İran’daki bütün varlıklarını bırakıp zor şartlarda Anadolu’ya ulaşan Küresünnilerin bir kısmı Van’a yerleşti. Dönemin Van Valisi Bekir Sami Bey, muhacir durumda olan Küresünnilere devletin bilgisi dâhilinde araziler tahsis etti. Yapılan incelemeler sonucunda İran’da zulüm gören ve bundan dolayı da Devlet-i Aliyye’ye sığınmak isteyen Pir Ahmedzâde Veli, Himmet ve Hasan adlı şahısların iskânıyla kendilerine arazi tahsis edilmesi de söz konusu olmuştu.
1934 yılında çalışmalarını tamamlayan sınır tespit komisyonu bir neticeye ulaşmıştır. Bu neticeye göre İran, Ağrı Dağı bölgesinin bir kısmını (Küçük Ağrı bölgesini) Türkiye’ye bırakmıştır. Türkiye ise buna karşılık Van’ın güneydoğu bölgesindeki Bazırgan ve Küresünnilerin de yaşadığı Kotur bölgesindeki arazinin bir bölümünü İran’a bırakmıştır. Böylece Türkiye ile İran arasındaki 536 kilometrelik sınır şeridine 517 sınır taşı dikilmiştir.

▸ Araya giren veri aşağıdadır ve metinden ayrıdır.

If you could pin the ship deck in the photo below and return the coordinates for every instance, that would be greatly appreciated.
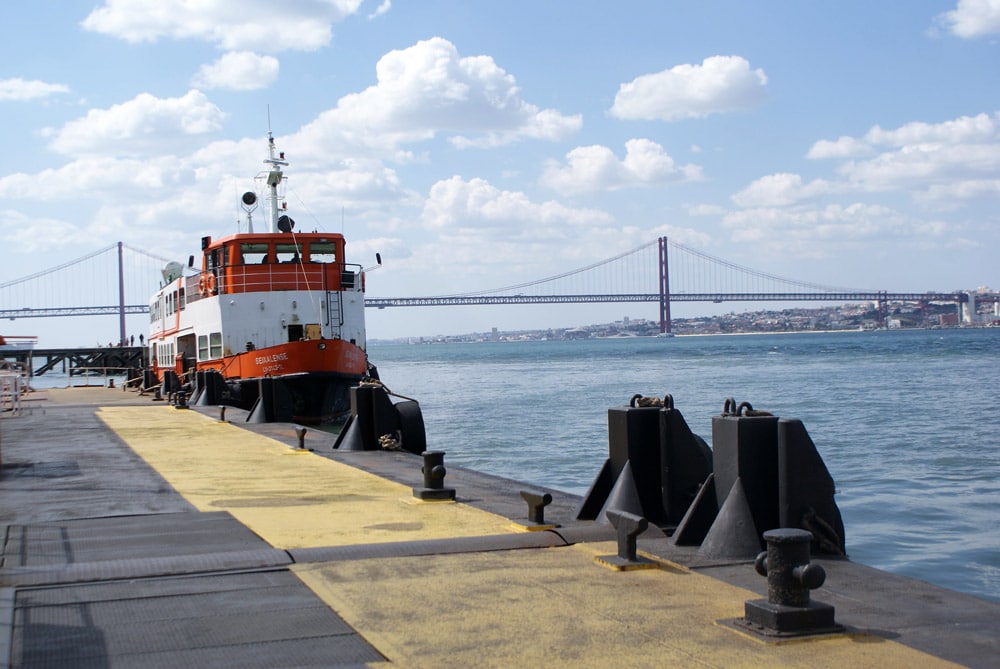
(138, 534)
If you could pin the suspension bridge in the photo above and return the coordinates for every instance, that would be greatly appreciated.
(118, 279)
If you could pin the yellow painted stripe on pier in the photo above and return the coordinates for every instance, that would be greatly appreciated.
(292, 499)
(555, 607)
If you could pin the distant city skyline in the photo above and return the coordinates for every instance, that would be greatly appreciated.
(839, 143)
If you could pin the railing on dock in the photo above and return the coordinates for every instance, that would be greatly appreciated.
(12, 386)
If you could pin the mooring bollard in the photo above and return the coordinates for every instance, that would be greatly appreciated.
(788, 611)
(537, 501)
(628, 526)
(434, 473)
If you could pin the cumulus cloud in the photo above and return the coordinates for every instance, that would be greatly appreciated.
(919, 156)
(842, 147)
(259, 25)
(141, 126)
(21, 90)
(596, 168)
(779, 190)
(427, 89)
(818, 230)
(476, 203)
(238, 71)
(972, 18)
(381, 9)
(957, 159)
(719, 84)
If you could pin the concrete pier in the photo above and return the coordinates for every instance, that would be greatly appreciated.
(138, 534)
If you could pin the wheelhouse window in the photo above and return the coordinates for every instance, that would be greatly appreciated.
(325, 252)
(288, 252)
(253, 253)
(215, 345)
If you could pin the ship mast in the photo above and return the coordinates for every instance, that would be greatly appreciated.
(274, 177)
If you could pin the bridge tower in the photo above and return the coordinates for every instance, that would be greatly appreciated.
(664, 288)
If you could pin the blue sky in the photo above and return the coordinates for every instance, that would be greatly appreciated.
(848, 143)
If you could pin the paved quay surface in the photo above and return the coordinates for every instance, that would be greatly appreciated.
(140, 535)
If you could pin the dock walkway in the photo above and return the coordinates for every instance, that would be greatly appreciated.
(140, 535)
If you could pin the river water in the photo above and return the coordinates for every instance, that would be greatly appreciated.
(906, 421)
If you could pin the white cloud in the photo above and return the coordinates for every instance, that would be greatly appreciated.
(476, 203)
(942, 163)
(819, 231)
(141, 126)
(780, 190)
(21, 90)
(718, 84)
(381, 9)
(428, 89)
(260, 25)
(238, 71)
(596, 168)
(843, 147)
(963, 130)
(973, 18)
(29, 234)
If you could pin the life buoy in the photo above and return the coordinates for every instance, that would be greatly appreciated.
(206, 284)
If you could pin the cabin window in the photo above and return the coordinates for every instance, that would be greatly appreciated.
(253, 253)
(323, 252)
(215, 345)
(288, 252)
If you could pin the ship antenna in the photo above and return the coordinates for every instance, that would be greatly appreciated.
(274, 177)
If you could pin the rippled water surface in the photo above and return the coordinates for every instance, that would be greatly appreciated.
(907, 422)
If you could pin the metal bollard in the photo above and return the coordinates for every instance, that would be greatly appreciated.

Gerek sınır hattının belirlenmesinden sonra ve gerekse daha önce Güney Azerbaycan dediğimiz bölgede yaşanan gelişmelerden dolayı Türkiye’ye önemli göçler yaşanmıştı. Bu göçlerle bağlantılı olarak dönemin Başbakanı İsmet İnönü 1935 yılında hazırlamış olduğu raporda, İran’dan gelen Türk muhacirlerinin İskele’deki büyük bir köye yerleştirildiğinden bahsetmektedir.
İnönü, raporunda ayrıca: “Sağlam bünyeli iyi bir Van şehri Şark’ta Cumhuriyetin önemli bir temeli olacaktır. Böyle bir temel Türk hâkimiyeti için her bakımdan lâzımdır”, ifadelerini kullanmaktadır.
Bölgede önemli faaliyetlerde bulunan Birinci Umumî Müfettişlik verilerine göre 1928-1937 yılları arasında yapılan iskân çalışmaları kapsamında Küresünnilerden 5028 kişi Van’a yerleştirilmiştir.